Following ‘Contact’ is the album in question’s title track. It’s glorious – delicate but slippery, beautiful but mystical. There’s a case for comparing the whole album to Radiohead’s In Rainbows, but it’s this track that gives the analogy most conviction. The album’s standout ‘Cattails’ comes next. It’s so fragile it could break, yet vulnerable by design. There’s clarity as it glides through verses and choruses, permitting their continuous bleed into one another. “But you don’t need to know why when you cry / You don’t need to know why / You don’t need to know why when you cry”, Lenker laments. The thing’s unfiltered, devastating, unforgettable.

Both sonically and lyrically, the album’s tone rarely wavers or becomes inflammatory. With a similar precarity, ‘From’ bewails the constant inability to externalise pain: “No one can be my man, be my man […] No one can be my woman, be my woman.” Community can’t even provide a solution, the ghostly backing vocals retreating almost as soon as introduced (for the second iteration of the above refrain).

The album’s at its most fun on ‘Orange’, a gleefully raw, stripped folk cut. If you’re new to Lenker’s singing, or it still needs your unqualified validation at this point, then the track defies any dispute over whether she’s in her own league. There’s further evidence plastered all over her solo material.

‘Century’, meanwhile, echoes Nick Drake and is built with a similar kind of purist allure. ‘Betsy’ supplies the evidence that Lenker’s vocals are as versatile as they are good. Sounding like a different singer, the new register is more akin to Matt Berninger’s baritone than how she’s sounded for the past 2.5 Big Thief albums. Penultimate track ‘Jenni’ is equally responsible for new territory. Somewhat departing from the alt-rock and folk thus far, it resembles something closer to noise rock – think a darker ‘Darklands’, or a ‘Just Like Honey’ with more gravity.

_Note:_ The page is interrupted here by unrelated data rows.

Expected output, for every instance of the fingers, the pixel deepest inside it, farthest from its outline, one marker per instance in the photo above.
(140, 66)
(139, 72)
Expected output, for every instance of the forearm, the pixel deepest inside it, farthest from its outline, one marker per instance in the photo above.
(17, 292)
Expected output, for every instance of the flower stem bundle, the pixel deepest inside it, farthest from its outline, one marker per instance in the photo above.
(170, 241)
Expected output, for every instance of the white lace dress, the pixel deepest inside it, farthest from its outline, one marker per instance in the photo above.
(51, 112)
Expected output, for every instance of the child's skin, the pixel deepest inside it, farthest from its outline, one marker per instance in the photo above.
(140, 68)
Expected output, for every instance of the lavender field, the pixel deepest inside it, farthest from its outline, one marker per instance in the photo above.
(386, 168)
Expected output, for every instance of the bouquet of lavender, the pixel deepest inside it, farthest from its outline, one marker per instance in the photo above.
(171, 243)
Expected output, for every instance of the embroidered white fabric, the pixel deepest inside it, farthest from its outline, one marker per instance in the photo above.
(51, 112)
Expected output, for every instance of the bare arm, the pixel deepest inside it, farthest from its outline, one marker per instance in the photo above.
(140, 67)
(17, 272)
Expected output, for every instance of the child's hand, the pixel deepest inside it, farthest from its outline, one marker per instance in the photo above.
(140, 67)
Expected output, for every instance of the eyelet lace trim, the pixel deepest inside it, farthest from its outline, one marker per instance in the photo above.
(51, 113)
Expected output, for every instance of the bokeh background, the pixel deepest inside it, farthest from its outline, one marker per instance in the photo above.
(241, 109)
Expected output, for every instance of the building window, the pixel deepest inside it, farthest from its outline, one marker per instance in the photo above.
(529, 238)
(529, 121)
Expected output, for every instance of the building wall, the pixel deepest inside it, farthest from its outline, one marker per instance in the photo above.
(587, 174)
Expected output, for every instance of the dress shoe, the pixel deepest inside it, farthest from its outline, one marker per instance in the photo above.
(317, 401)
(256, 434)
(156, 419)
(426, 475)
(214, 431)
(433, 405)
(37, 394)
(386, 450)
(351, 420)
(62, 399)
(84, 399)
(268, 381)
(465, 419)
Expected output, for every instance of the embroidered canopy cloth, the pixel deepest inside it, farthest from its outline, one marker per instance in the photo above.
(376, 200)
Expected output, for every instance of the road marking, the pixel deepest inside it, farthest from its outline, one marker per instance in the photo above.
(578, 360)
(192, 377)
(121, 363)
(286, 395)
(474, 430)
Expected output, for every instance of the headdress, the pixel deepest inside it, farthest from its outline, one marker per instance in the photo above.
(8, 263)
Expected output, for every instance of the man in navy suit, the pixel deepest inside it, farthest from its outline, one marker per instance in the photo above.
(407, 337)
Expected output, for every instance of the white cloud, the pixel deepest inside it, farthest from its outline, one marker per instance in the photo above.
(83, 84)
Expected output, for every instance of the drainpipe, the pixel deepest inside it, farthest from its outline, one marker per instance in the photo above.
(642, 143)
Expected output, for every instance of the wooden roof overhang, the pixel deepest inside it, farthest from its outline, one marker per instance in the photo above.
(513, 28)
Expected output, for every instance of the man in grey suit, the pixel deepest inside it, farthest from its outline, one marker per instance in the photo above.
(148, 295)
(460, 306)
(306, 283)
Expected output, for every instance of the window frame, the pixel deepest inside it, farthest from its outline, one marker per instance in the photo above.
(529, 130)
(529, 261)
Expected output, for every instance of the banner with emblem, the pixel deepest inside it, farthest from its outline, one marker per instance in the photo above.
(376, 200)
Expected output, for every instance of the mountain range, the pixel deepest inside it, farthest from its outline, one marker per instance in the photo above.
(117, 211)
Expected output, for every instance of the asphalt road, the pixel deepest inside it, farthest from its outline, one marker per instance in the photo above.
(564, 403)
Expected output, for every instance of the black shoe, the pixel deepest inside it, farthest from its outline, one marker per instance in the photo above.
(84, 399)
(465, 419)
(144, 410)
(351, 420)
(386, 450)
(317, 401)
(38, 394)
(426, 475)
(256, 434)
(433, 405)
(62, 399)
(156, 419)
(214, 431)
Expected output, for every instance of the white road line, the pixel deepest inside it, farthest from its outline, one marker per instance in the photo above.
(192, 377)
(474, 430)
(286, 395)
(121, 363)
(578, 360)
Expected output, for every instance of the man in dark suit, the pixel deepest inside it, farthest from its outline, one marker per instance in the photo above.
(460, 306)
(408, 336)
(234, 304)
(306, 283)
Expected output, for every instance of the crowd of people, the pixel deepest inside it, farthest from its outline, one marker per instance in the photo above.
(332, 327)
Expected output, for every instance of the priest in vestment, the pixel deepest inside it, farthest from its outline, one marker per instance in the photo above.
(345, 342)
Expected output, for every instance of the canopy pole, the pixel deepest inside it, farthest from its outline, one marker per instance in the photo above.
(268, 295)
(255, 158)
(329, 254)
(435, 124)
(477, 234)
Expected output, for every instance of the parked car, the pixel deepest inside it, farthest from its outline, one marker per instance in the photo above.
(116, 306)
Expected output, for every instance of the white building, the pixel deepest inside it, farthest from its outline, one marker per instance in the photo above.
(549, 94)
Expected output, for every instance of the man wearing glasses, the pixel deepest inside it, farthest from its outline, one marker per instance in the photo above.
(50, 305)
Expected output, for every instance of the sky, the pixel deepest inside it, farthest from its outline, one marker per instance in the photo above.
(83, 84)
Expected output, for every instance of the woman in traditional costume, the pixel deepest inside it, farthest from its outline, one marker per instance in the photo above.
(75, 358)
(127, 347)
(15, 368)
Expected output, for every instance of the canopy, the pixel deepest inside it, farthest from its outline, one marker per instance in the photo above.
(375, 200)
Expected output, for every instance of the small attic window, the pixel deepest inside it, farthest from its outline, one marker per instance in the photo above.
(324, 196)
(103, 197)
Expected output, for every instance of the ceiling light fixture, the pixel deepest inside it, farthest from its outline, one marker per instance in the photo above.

It’s intense and visceral, but any debris is cleared with album closer ‘Magic Dealer.’ Such palette cleansing is vital, ensuring that the piece goes full circle, returning to the otherworldly, inquisitive state it begun in. “I am the photograph in you / The photograph in you / Still as the moment we’re lying in right now” Lenker concludes, departing as the track devolves into seventy seconds of whirring instrumentals, fading as the spaceship disappears back into the sky it came from. For a return to earth and the “body”, turn the page and experience Two Hands: the antithetically crowded, no less broken twin sister.

Big Thief have exploded onto the scene, stealing 2019 in the process. They’re carving out their own niche within a genre that is hardly short on contemporaries. Yet it’s precisely their singularity that promises longevity – they’re leaner than The National or Bon Iver, meaner than Arcade Fire or Broken Social Scene, more urgent than Vampire Weekend. Such comparative exercises are a testament to how truly astonishing Big Thief are. Like many, all year I’ve been kicking myself for not discovering them sooner.